The second reinforcement direction at the bottom surface of the plate and the first reinforcement direction at the top surface of the plate are the only reinforcement directions to which tension is applied and which run approximately parallel to the direction of the principal shear force.

These yield the Applied Longitudinal Reinforcement a_sl of 0.61 cm²/m.

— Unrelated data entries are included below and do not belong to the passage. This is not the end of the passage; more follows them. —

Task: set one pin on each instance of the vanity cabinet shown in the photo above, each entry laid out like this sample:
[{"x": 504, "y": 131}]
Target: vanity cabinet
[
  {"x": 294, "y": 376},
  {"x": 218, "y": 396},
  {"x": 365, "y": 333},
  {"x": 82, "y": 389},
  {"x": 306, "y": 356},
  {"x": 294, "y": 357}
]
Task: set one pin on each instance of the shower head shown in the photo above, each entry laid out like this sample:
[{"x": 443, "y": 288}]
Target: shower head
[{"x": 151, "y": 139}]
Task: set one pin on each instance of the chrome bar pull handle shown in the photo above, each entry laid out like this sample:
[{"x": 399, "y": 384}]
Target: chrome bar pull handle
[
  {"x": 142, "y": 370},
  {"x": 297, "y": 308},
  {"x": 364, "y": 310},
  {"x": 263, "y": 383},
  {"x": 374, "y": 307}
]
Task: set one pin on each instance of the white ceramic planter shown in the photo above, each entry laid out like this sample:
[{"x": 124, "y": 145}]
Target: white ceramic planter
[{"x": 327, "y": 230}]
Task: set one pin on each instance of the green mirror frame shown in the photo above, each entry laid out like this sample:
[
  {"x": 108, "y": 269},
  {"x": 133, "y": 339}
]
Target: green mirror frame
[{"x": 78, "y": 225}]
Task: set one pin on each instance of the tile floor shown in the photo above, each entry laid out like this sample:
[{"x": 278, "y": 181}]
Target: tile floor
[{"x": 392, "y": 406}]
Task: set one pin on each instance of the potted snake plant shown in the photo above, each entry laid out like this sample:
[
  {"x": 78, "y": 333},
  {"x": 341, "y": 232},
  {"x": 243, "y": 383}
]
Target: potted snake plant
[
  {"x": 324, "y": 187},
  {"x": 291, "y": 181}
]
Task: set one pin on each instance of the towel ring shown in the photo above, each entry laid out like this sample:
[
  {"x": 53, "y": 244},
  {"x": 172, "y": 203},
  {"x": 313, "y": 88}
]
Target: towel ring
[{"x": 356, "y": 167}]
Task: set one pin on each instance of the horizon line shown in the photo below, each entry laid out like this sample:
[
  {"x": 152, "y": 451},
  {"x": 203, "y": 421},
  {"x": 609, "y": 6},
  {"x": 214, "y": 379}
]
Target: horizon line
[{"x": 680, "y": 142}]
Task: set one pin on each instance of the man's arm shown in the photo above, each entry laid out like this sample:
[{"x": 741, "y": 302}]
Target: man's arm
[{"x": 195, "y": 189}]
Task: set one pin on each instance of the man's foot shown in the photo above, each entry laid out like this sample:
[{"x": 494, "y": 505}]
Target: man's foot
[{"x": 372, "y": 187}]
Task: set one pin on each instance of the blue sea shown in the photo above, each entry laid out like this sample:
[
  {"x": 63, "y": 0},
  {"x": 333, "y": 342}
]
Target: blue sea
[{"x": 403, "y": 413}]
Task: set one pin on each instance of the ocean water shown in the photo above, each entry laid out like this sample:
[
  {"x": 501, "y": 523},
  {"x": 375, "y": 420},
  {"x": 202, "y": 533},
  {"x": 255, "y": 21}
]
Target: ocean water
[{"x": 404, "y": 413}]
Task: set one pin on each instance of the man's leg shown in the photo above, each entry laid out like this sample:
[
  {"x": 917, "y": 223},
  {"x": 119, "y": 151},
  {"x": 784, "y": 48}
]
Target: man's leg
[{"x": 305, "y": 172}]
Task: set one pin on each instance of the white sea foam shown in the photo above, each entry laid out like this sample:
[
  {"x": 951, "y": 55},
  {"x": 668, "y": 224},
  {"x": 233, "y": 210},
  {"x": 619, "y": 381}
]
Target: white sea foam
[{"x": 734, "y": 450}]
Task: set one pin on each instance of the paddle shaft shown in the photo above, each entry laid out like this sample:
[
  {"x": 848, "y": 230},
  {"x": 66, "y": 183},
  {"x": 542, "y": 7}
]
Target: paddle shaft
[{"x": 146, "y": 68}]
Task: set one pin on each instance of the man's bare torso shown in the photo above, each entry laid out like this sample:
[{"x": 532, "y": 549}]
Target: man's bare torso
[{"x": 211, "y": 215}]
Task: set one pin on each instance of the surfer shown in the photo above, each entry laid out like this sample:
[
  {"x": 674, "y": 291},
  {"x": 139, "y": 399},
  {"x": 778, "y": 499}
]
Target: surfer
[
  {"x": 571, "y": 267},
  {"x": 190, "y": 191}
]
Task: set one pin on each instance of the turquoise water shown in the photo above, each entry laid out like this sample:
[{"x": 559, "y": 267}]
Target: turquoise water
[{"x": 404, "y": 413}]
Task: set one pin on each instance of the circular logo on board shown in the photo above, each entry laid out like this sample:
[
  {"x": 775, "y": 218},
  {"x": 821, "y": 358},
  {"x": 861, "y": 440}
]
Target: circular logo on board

The shear resistance V_Rd,c of the plate without shear reinforcement is determined with the following parameters:

$C_{Rd,c} =\hspace{0.17em}\frac{0.18}{{\gamma }_c} =\hspace{0.17em}\frac{0.18}{0.15} =\hspace{0.17em}0.12$

$k =\hspace{0.17em}1 + \sqrt{\left(\frac{200}{d}\right)} = 1 + \sqrt{\left(\frac{200}{160}\right)} =\hspace{0.17em}2.11 \le 2.00 \to k =\hspace{0.17em}2.00 d \text{in [mm]}$

• d = 0.160 m

${\rho }_I =\hspace{0.17em}\frac{a_{sl}}{\left(b_w · d\right)} =\hspace{0.17em}\frac{0.613}{\left(100 · 16\right)} =\hspace{0.17em}0.000383 \le 0.02$

• b_w = 1.00 m
• f_ck = 20.0 N/mm²   for concrete C20/25
• k₁ = 0.15
• σ_cp = 0.00 N/mm²   for concrete C20/25

The same result can be found in the design details:

The shear resistance V_Rd,c of the plate without shear reinforcement is compared to the acting shear force V_Ed.

• V_Rd,c = 35.142 kN/m ≥ V_Ed = 29.56 kN/m

It has therefore been determined that the shear resistance of the plate without shear reinforcement is sufficient and no further checks are necessary.